Phillip Hammond delivered his first and last spring budget on Wednesday afternoon, as he takes on the task of steering the British economy and finances through Brexit. Among the key headlines were rising inflation forecasts and downgraded GDP growth, despite positive sentiment around future employment projections.
More specific to the energy industry, Hammond pledged support for North Sea oil and natural gas as well as funding for innovative research and development, citing maximum exploitation of the remaining reserves as integral to the UK energy sector.
In regards to the Levy Control Framework (LCF), the government identified the need to limit costs to businesses and households as the UK decarbonises its energy supplies. The existing LCF has helped to control the costs of low carbon subsidies in recent years and will be replaced by a new set of controls, with further details set to be announced later this year.
Ideas to reform the EU’s trading scheme for cutting carbon emissions was recently approved by the member states. Clarity on carbon prices that businesses will pay in the 2020s is set to be released in the autumn budget.

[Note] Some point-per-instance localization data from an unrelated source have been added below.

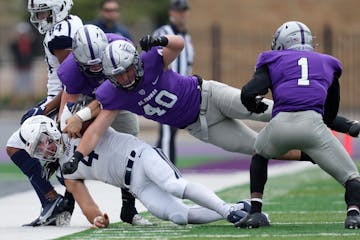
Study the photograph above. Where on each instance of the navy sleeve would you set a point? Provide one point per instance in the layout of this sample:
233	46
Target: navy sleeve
61	42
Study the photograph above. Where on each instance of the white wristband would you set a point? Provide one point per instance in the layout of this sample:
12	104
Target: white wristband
84	114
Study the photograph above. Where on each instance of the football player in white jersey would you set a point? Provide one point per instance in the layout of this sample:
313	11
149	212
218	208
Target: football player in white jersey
52	18
137	166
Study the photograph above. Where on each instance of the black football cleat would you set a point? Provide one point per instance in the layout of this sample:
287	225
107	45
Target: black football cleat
254	220
354	129
352	222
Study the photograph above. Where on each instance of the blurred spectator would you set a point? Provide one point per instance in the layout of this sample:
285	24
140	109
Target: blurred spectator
22	50
178	17
109	17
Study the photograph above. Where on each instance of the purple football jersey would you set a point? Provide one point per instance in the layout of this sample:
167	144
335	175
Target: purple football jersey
74	80
300	79
162	95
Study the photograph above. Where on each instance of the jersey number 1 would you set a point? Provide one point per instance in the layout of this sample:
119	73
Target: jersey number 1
304	81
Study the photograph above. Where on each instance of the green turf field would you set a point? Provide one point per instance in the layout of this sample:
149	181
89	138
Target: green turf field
306	205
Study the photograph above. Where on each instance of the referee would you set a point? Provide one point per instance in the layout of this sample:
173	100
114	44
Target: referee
178	14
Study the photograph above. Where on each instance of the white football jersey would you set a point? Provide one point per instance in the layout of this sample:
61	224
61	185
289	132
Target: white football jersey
107	163
63	29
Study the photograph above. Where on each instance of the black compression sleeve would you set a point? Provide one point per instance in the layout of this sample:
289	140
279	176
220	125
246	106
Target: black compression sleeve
258	85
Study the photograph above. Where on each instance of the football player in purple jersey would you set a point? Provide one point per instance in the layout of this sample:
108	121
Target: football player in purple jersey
144	84
306	92
81	73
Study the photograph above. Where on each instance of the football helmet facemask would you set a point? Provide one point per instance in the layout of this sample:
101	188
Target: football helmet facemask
42	138
88	45
44	14
293	35
119	57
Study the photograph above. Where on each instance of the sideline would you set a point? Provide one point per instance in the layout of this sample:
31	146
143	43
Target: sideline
21	208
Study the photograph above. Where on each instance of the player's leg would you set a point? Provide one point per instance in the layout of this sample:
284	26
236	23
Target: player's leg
165	175
331	156
227	100
344	125
166	141
127	122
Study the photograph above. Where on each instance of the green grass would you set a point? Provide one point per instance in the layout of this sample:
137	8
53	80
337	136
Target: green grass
10	171
303	206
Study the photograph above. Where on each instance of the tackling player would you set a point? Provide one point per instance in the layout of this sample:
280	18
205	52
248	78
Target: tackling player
81	73
146	86
123	160
50	17
306	91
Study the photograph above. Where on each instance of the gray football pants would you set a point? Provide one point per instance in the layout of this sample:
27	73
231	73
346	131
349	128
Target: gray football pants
126	122
222	111
306	131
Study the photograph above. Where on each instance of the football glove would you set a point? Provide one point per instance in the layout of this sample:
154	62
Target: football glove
147	42
71	166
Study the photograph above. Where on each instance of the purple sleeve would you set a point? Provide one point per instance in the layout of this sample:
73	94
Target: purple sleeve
262	60
71	76
113	37
106	94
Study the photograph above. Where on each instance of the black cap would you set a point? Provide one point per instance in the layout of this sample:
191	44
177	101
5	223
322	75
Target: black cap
179	5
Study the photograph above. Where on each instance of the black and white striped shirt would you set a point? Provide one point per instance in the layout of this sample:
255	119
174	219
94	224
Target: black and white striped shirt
183	63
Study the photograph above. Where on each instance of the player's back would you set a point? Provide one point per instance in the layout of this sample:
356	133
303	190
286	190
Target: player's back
300	79
107	162
162	95
58	37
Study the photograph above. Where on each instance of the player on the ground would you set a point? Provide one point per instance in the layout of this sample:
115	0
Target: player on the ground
52	18
306	92
146	86
125	161
81	73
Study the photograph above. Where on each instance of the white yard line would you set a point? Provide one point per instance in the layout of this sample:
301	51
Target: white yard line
21	208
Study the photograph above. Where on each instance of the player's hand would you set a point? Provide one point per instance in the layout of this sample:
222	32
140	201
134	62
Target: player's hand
32	112
148	41
73	127
260	106
101	221
72	165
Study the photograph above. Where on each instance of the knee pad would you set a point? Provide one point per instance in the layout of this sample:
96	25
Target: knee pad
352	192
179	218
175	187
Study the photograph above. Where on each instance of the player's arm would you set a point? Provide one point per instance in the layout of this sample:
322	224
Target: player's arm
66	98
332	102
88	206
172	46
258	86
172	50
74	123
49	108
90	139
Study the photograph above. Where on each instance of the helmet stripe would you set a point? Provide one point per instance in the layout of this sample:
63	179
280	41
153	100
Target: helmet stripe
89	43
112	57
302	33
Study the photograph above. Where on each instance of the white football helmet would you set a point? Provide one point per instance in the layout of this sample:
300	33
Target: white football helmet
58	10
88	45
292	35
118	57
42	138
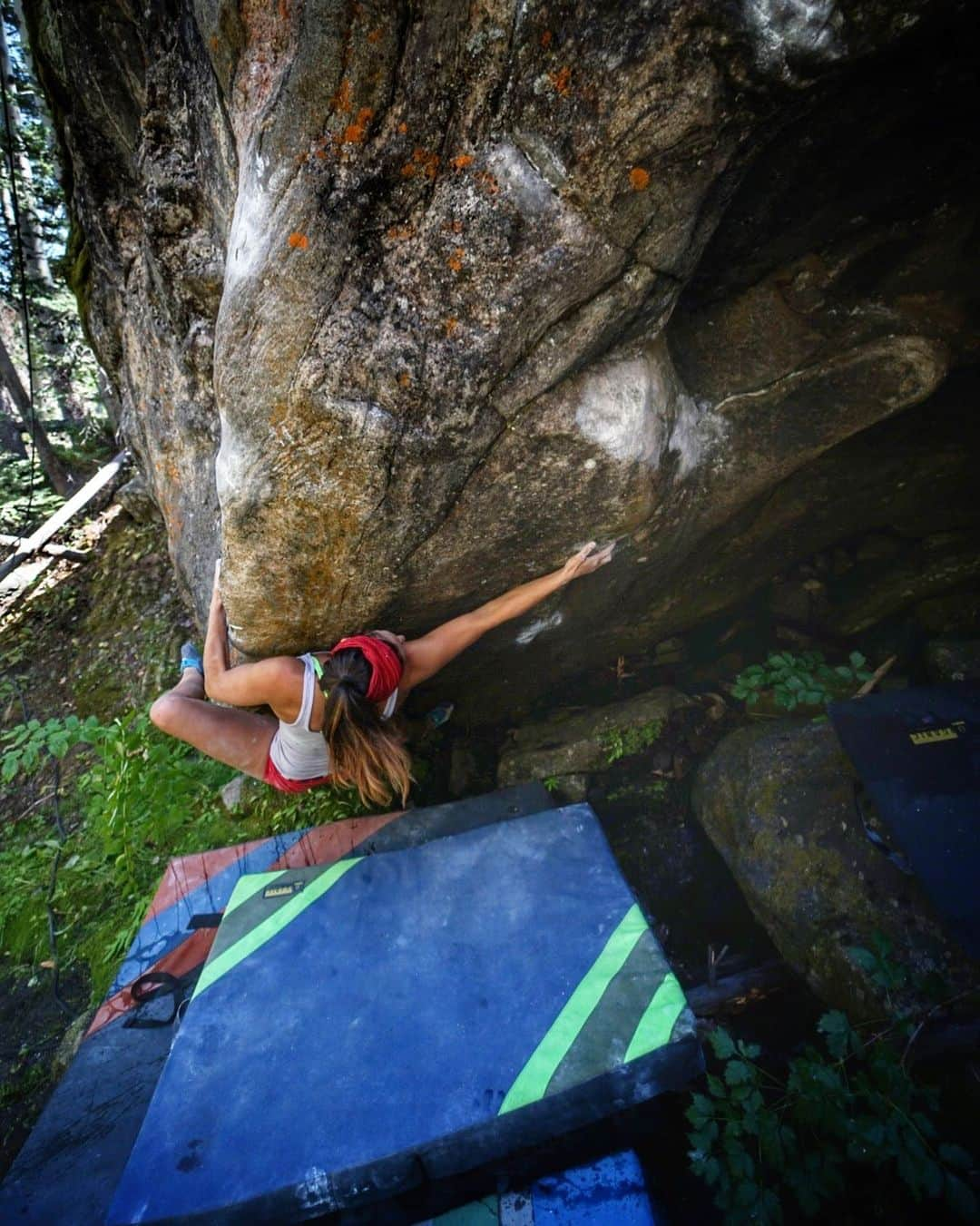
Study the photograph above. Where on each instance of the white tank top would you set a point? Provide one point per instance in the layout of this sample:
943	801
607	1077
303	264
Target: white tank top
297	751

Furthermore, the first steps towards improving the functioning of retail markets for consumers has been outlined, with the Treasury reaffirming plans to make the markets work more efficiently and fairly.
To summarise what this means to the end user; there will be little to no impact in the immediate future but the wholesale energy markets will remain volatile as the GB pound continues to weaken in the wake of the UK’s decision to leave the EU.